Cuestión de gustos, ha sido y es el mejor intérprete-bailarín junto a Fred Astaire de la Historia del cine, pero si por alguno de esos musicales se le recuerda especialmente es por Cantando bajo la lluvia, una delicia cinematográfica envuelta en papel de regalo con un enorme lazo rojo por cuyas curvas se te invita al mayor disfrute de todos.
Destacar sobremanera, su inquebrantable espíritu juvenil. No pasan los años por ella, no tiene ni una arruga ni una arista, ni una vulgar pata de gallo, permanece incólume al tiempo.
Su impulsor fue Arthur Freed (productor), que tras escuchar la canción Cantando bajo la lluvia en otra película de la década de los cuarenta, decidió realizar una más completa y espectacular en la que hubiera un número musical sonando a su ritmo. De lo demás se encargaron la dupla Donen en la dirección y Kelly en las coreografías, estableciendo un estilo tan particular y sincero como ya hicieran en Un Día en Nueva York.
Una visión cómica y cándida de la vida, que a su vez se refleja en el arte de situar la cámara siempre junto a aquél que baila, no a su lado, sino haciendo que ésta se convierta en una grácil e inesperada pareja que se mueve al compás con igual viveza.
Para todo el mundo occidental, el recuerdo imborrable e indeleble del número que da título a la película, capaz de permanecer en sus subconscientes sin ni siquiera saber de qué se trata en realidad.
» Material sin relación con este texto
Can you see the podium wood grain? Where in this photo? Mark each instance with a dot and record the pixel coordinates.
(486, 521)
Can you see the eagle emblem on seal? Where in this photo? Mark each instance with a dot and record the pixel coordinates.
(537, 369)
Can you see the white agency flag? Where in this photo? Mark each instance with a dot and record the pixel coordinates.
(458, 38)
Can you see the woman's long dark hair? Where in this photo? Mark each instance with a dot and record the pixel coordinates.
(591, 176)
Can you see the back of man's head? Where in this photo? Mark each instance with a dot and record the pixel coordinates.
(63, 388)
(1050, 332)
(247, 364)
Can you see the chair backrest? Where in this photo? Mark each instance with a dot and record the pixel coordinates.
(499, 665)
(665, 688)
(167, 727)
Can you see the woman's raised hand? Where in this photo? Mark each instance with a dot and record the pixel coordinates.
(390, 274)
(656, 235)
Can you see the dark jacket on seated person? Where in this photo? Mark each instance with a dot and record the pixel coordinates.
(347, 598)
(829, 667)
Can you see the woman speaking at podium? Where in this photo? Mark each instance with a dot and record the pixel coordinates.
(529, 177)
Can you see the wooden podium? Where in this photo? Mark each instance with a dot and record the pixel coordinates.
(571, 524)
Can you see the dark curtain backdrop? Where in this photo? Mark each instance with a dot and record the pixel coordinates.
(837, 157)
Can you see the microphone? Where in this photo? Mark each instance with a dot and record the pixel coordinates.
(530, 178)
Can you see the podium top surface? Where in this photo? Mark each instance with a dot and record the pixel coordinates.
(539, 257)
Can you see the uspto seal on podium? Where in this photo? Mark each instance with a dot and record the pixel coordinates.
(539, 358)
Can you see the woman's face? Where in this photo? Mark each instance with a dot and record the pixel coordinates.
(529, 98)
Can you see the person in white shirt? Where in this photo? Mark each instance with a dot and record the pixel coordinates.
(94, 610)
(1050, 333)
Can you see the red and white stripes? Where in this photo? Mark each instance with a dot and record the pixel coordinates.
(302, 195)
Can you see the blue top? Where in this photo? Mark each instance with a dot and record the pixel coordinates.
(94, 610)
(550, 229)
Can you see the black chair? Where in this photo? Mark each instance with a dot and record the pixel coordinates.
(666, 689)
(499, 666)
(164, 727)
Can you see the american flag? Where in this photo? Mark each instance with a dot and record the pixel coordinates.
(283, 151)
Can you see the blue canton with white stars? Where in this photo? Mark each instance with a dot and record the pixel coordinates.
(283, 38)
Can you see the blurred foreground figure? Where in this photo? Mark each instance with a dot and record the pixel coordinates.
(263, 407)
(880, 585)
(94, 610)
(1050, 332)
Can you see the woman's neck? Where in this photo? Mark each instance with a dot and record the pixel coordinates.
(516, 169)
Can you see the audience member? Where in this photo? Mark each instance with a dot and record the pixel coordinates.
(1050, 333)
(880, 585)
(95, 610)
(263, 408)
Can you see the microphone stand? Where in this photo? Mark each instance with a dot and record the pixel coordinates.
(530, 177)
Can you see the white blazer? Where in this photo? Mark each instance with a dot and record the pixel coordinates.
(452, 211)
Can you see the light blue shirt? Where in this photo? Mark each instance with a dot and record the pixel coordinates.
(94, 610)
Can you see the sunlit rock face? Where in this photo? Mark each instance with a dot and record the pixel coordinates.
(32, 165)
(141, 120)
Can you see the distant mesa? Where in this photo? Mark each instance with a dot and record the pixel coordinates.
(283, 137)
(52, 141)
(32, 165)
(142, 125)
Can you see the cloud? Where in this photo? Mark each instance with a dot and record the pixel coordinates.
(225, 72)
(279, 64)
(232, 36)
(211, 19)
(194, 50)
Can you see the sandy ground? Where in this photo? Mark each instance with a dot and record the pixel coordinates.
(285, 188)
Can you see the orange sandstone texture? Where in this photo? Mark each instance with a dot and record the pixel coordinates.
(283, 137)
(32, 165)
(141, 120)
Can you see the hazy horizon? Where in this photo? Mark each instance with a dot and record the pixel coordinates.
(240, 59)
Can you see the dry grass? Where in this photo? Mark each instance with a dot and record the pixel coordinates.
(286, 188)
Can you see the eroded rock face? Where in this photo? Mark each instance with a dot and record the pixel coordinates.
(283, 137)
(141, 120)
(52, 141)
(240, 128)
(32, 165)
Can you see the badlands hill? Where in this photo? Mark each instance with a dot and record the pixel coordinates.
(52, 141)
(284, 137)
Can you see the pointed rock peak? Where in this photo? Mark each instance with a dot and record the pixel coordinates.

Y para quienes la descubran ahora, «Make a laugh» de ese lujoso secundario que fue Donald O´Connor, la sonrisa de Debbie Reynolds y el repelente personaje interpretado por Jean Hagen que, irónicamente, era quien verdaderamente ponía voz a la jovencísima Debbie en las canciones.
Sin olvidarnos de lo importante de su argumento, pues refleja el reto que debió suponer para todos la adaptación del cine mudo al sonoro -algunos nunca lo superaron-, dejándonos desde la ficción los verdaderos problemas a los que la gente del cine tuvo que enfrentarse.
Un pedazo de historia en todos sus sentidos.